Sayegh CS, Hall-Clark BN, McDaniel DD, Halliday-Boykins CA, Cunningham PB, Huey SJ. J. Clin. Child Adolesc. Psychol. 2016; ePub(ePub): 1-11.

Affiliation

Department of Psychology and Department of American Studies and Ethnicity , University of Southern California.

Copyright

(Copyright © 2016, Informa - Taylor and Francis Group)

DOI

10.1080/15374416.2016.1157754

PMID

27494705

Abstract

Therapy process research suggests that an inverted U-shaped trajectory of client resistance, referred to as the struggle-and-working-through pattern, predicts positive treatment outcomes. However, this research may lack external validity given the exclusive focus on European Americans. This preliminary study explores differences in resistance patterns in a sample of African American and European American juvenile drug offenders and their families (n = 41) participating in Multisystemic Therapy. Resistance was coded from session recordings at the beginning, middle, and end of treatment. There were significant ethnic differences in (a) mean resistance at midtreatment, (b) resistance trajectories, and (c) predictive relationships between resistance trajectories and criminal desistance.

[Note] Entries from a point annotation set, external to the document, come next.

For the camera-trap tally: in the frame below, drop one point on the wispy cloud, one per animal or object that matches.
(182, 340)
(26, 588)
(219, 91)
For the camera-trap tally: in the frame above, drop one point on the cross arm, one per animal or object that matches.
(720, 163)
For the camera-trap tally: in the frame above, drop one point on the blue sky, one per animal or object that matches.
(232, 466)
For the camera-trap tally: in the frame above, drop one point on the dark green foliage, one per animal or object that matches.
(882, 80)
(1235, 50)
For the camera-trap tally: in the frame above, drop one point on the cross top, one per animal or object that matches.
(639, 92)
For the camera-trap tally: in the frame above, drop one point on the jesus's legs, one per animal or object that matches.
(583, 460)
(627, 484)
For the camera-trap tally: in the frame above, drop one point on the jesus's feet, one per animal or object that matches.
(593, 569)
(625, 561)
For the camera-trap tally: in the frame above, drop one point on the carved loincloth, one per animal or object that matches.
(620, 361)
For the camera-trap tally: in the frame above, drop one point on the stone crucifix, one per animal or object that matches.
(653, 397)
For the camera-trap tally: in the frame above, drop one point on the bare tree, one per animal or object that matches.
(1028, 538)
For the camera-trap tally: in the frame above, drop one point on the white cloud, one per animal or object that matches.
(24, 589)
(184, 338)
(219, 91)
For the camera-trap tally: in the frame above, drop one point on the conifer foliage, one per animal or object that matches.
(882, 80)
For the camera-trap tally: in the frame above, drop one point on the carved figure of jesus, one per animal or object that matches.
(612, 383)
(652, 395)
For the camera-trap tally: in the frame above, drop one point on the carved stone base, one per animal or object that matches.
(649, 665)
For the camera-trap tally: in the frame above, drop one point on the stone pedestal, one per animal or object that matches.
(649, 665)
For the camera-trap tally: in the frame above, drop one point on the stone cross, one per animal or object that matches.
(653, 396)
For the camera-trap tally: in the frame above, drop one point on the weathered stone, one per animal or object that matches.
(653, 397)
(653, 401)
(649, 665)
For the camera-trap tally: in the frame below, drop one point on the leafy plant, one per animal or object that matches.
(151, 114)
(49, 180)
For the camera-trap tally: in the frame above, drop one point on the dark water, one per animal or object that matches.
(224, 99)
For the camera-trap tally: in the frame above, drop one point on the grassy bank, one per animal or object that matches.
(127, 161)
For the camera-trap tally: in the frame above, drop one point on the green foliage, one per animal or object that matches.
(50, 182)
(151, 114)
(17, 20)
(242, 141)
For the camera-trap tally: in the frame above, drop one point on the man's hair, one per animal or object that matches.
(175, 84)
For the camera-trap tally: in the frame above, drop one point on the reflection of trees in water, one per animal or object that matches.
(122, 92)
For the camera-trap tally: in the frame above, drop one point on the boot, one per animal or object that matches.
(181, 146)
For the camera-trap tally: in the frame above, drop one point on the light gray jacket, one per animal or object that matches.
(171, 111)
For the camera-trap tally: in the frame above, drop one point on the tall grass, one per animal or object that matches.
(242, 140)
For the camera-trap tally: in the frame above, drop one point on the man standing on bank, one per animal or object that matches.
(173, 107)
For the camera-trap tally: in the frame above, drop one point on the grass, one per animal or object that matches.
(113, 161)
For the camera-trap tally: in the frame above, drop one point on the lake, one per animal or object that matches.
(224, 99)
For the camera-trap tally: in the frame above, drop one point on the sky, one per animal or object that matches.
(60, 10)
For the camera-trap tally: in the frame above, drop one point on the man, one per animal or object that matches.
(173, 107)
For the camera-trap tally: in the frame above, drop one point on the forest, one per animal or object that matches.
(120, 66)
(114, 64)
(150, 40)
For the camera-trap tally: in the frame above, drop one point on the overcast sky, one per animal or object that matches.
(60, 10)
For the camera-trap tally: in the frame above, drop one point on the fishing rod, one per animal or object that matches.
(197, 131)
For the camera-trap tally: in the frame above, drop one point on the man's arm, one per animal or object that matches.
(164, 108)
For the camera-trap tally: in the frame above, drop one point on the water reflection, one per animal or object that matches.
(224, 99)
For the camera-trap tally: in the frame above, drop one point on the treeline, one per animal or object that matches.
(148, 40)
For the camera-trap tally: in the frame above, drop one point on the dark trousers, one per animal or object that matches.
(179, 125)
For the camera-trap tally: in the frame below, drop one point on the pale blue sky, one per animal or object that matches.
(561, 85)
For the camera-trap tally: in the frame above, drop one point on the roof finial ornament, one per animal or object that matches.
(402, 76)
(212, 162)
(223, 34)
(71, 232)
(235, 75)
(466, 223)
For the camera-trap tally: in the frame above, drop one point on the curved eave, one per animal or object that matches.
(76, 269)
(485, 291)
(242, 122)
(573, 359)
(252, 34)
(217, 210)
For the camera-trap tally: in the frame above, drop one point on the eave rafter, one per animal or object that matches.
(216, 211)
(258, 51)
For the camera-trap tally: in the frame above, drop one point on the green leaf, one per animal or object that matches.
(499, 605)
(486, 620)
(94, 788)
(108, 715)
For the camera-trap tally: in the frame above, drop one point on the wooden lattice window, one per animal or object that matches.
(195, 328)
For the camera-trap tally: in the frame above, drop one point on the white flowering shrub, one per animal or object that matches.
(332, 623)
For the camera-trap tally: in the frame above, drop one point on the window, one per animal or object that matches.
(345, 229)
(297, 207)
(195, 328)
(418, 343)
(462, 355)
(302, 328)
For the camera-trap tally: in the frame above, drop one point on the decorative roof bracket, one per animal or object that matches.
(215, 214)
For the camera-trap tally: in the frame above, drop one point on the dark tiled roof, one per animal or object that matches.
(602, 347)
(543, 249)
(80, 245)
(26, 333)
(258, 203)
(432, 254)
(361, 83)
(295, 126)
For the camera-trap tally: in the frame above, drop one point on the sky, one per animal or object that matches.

Notably, a negative quadratic (i.e., inverted U-shaped) resistance trajectory was more characteristic of European Americans who desisted from crime, whereas a positive quadratic (U-shaped) resistance pattern was more characteristic of African Americans who desisted. There was no relationship between resistance trajectory and later drug abstinence (i.e., cannabis). Within the context of evidence-based therapies, core treatment processes may vary significantly as a function of client ethnicity. We recommend that clinical scientists make efforts to test for ethnic differences in treatment process so that therapies like Multisystemic Therapy can be understood in a more comprehensive and nuanced manner.